Viewpoint

Derek Holt: It’s time to stop believing in policy fairy tales

For one, Canada’s pharmacare will likely prove to be costlier than advertised
Prime Minister Justin Trudeau takes part in a press conference in Sudbury, Ont., Friday, March 1, 2024. Sean Kilpatrick/The Canadian Press.

This excerpt was originally published at Scotiabank.com.

Canada believes in fairy tales. You see, we’re asked to believe that a national pharmacare program wouldn’t impose any net cost over and above the existing system of provincial plans and private insurers. Believing in that outcome goes against my training as an economist taught not to trust bloated government monopolies.

The PBO (here) had estimated last October that pharmacare would cost the Fed’s $33–38 billion per year as it is fully phased in over fiscal year 24–25 to fiscal year 27–28. They argued it would largely just replace existing spending by provinces and so incremental outlay by all governments would be only $11–13 billion higher per year over the projection period. They then deduct the existing private insurers’ spending that would be replaced by the public plan and arrive at no net incremental impact to spending on drugs in Canada. Presto, it’s magic, a national drug care program suddenly costs nothing! How convenient. Socialism never cost so little.

There are big caveats to their analysis:

1. First, it was assumed there would be a co-payment model but the deal that was just struck last week seems not to feature a co-pay. The purpose of a co-pay is to help ration demand at the point of the user by imposing a relatively small share of the cost on individuals with the rest covered by the plan. It mitigates abuse and waste. Ergo, take-up is likely to be larger than they assumed.

Now obviously when it comes to truly essential drugs for things like cancer treatment or diabetes there isn’t a choice, but what about other drugs? For instance, hasn’t it been understood for many years that wildly excessive prescriptions are doled out for many other medications, like antibiotics, the result of which has been to lessen their effectiveness within the population over time? The lack of a co-pay will make that worse and they could have at least tiered the program. I can see the lack of a co-pay having the effect of inflating many of the other costs for drugs and devices that this deal appears to cover.

2. Also, the scope of the plan seems larger than initially costed and even covers things that private plans often do not. That too would add to the cost. The Feds also indicated they intend to further broaden coverage toward more drugs and devices over time. Also not covered in the costing. The Feds themselves say they don’t know the ultimate cost of the program as it will depend upon negotiations with provinces and territories and presumably drug companies themselves. That’s comforting. Just make it up as you go.
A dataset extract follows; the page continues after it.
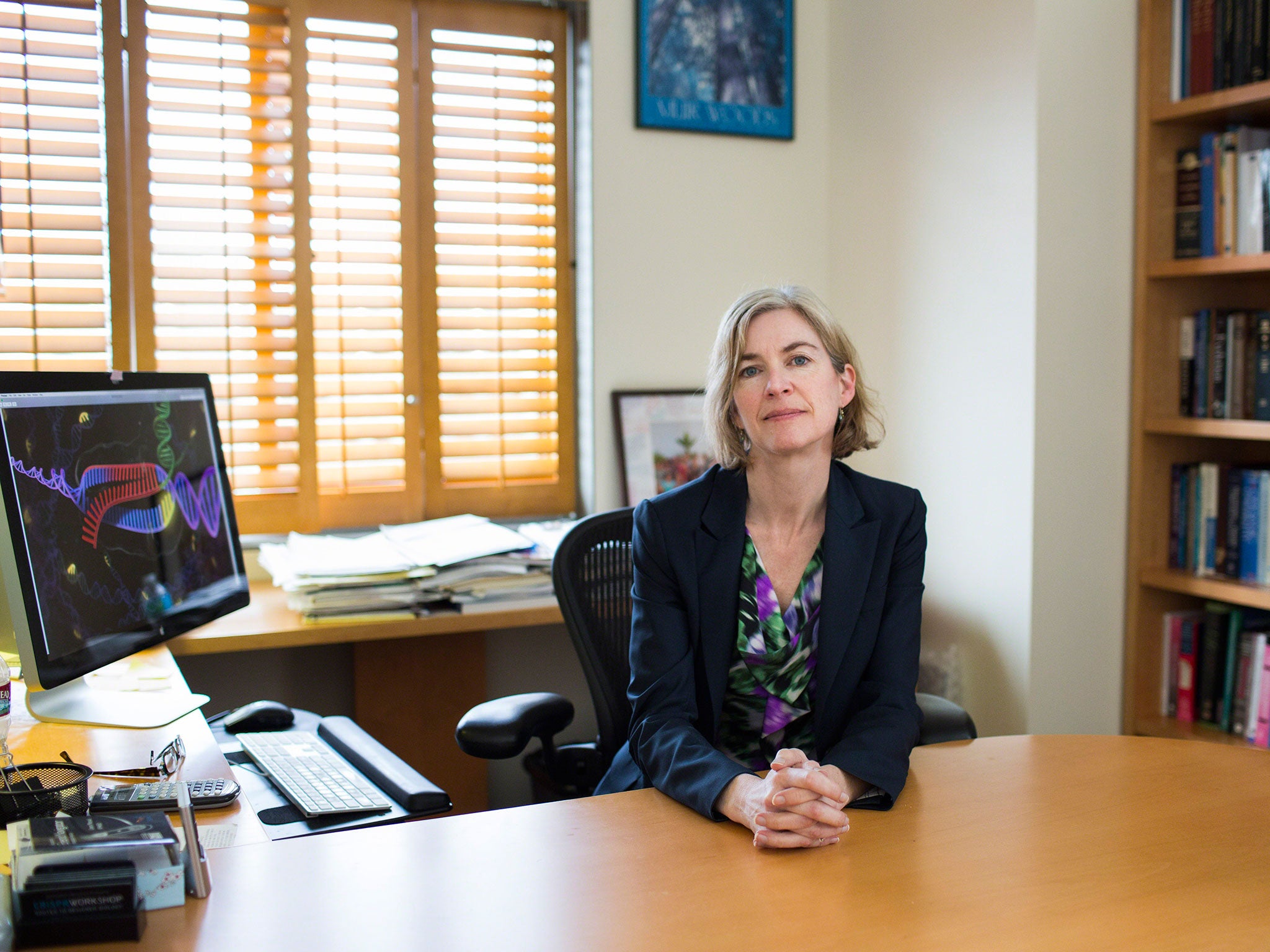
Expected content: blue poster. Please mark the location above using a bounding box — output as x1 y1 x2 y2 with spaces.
636 0 794 138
3. Some have noted that the costing assumption that drug prices in Canada will immediately fall with a single-payer system of negotiation is unrealistic. They argue this is unlikely to happen and it’s uncertain how this factor will evolve over time. At a minimum, if this assumption of an immediate decline in drug prices proves to be invalid, then the costs in the early years are likely understated.
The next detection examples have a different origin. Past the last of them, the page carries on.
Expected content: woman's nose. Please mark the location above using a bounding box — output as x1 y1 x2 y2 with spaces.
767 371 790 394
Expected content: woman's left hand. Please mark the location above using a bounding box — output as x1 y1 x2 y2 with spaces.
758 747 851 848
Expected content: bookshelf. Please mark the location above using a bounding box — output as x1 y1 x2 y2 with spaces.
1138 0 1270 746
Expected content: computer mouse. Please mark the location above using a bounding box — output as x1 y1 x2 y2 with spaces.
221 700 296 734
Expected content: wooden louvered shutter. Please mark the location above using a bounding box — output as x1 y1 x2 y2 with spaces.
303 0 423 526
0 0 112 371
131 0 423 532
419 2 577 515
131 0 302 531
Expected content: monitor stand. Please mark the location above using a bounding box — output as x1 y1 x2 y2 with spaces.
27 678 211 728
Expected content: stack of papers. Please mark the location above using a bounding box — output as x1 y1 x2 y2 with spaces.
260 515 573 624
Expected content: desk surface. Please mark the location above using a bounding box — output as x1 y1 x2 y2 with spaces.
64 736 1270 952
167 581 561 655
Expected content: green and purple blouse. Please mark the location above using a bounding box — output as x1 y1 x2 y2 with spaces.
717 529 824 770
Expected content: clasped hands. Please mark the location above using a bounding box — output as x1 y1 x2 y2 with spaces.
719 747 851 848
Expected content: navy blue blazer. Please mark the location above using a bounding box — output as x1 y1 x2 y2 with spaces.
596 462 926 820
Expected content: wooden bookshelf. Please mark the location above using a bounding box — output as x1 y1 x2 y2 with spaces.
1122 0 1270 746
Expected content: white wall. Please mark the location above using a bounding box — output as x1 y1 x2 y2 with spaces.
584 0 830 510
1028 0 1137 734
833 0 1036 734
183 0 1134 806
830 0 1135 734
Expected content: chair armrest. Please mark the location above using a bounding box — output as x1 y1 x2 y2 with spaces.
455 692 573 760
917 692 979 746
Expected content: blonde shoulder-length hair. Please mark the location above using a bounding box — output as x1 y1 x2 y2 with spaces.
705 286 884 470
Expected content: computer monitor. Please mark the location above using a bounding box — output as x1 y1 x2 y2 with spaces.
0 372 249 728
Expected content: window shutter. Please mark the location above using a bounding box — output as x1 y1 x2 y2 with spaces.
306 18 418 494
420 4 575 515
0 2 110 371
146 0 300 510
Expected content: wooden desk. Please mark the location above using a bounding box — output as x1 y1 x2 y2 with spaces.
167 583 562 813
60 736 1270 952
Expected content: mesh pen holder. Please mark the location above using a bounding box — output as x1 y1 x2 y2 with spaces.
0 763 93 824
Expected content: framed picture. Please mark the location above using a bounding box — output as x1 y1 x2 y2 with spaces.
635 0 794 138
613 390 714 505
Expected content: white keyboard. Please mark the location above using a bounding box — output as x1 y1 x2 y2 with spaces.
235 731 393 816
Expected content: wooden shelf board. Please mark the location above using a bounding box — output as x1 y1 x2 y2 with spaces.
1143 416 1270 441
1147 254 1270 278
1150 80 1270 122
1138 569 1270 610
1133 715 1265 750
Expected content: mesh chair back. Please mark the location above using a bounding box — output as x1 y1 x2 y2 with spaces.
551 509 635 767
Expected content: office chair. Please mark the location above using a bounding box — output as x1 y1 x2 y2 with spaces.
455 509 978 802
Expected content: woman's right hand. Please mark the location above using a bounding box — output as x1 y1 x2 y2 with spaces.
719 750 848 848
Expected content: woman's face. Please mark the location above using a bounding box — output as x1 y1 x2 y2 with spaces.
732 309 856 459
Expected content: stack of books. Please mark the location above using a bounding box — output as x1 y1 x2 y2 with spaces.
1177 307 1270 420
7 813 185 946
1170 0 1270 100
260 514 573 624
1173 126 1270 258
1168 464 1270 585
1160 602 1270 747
My bias is that concentrating purchases in the hands of one single-payer monopoly buyer is not a clearly superior outcome from a price, cost, choice, and quality standpoint. Monopolies can become rather inefficient and folks selling into said monopolies can engage in regulatory capture that drives inefficient outcomes. The Feds are going to be dictating what drugs you can have, and over time I don’t trust that Canadians will have the same choices.
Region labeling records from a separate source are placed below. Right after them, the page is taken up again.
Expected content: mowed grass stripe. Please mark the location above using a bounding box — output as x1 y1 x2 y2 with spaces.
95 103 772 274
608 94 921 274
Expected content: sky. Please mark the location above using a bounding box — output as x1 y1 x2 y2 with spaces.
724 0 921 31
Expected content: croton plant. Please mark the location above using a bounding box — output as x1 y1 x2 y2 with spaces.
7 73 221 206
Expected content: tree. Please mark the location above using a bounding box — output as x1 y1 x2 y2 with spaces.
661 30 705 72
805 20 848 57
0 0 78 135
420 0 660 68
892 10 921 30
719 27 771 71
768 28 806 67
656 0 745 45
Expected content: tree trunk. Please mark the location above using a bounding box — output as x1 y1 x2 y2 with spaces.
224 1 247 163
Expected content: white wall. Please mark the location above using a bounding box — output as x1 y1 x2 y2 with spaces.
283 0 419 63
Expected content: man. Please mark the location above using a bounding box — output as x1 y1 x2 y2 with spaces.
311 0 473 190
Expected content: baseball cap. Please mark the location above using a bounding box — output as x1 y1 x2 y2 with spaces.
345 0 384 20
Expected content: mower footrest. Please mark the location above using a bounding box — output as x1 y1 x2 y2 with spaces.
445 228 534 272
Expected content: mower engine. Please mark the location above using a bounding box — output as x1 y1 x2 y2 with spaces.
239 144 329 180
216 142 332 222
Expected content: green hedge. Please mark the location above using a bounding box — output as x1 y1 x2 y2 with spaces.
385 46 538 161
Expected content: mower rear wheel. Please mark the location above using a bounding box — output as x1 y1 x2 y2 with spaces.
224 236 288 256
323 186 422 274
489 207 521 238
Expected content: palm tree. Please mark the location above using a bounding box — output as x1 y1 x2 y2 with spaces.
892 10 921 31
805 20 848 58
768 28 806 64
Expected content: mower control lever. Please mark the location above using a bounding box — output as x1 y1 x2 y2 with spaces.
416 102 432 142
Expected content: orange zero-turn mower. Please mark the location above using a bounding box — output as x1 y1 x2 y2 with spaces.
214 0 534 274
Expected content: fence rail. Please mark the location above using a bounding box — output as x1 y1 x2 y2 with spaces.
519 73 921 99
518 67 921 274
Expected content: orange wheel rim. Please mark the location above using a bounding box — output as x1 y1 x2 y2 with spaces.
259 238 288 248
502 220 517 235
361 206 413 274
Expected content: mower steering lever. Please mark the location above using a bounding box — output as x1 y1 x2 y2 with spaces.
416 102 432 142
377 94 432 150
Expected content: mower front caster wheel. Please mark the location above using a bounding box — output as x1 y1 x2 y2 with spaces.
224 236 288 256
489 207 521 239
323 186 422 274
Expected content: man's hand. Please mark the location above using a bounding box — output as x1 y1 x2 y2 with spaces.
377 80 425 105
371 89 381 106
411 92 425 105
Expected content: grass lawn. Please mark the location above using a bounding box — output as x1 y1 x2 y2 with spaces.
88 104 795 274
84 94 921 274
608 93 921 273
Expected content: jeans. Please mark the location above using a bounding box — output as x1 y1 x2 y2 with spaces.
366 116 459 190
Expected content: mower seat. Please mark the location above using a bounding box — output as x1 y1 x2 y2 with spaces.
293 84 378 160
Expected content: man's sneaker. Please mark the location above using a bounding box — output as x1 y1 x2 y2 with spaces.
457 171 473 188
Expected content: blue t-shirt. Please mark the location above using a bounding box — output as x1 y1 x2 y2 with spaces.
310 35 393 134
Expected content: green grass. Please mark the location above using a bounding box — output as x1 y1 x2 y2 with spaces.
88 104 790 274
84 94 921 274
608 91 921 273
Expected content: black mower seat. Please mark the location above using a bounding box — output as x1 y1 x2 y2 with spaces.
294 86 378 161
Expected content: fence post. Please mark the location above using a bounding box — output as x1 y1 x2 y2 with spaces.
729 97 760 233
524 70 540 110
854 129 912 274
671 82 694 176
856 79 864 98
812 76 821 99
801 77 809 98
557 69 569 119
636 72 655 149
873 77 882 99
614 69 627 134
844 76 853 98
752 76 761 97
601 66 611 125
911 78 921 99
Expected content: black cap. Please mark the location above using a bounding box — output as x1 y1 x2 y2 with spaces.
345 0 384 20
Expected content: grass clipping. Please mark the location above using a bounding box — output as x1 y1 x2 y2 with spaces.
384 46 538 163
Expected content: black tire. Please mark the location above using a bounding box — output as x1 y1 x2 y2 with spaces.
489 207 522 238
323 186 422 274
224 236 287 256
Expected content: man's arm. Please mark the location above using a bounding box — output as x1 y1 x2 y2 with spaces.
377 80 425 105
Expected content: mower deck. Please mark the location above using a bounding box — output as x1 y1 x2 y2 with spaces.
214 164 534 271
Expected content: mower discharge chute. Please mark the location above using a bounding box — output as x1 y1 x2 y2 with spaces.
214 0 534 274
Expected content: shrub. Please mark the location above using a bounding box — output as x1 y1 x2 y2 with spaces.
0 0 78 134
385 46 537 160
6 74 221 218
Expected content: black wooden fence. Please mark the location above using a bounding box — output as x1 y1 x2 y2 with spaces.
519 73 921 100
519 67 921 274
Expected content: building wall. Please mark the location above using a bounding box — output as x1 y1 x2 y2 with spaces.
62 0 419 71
Just ask folks subject to liquor monopolies that are run by self-serving bureaucrats who enjoy many benefits in their positions and drive a system that overcharges and reduces selection. Aren’t we trying to get away from those? I recall reading years ago about the experience of an Australian winery that had to wine and dine (literally…) provincial liquor control board officials for years in order to get listed in that province. Ring ring, hello, you’ve reached the Drug Control Board of Canada.

Just wait until they decide to go on strike too, not that public sector workers hold systems hostage by walking off the job or anything totally crazy like that…

In a bigger picture sense, I’m deeply worried about public policy in my country. Productivity is in a tailspin. A greater share of GDP is spent on here-today-gone-tomorrow current spending by governments and households than in decades. Tax policy is uncompetitive. Business bashing has become commonplace among people who’ve never spent two seconds working in private industry. Competition policy changes face serious criticisms (e.g. here). Changes to labour laws have benefited unions while collective bargaining exercises are driving wage growth to the moon despite collapsing productivity. Major sectors of the economy are literally being taken over by government with recent examples being child care, dental care, and now pharmacare. Do we get better quality outcomes in state-run health and education sectors? Tried visiting an ER lately? ‘nough said.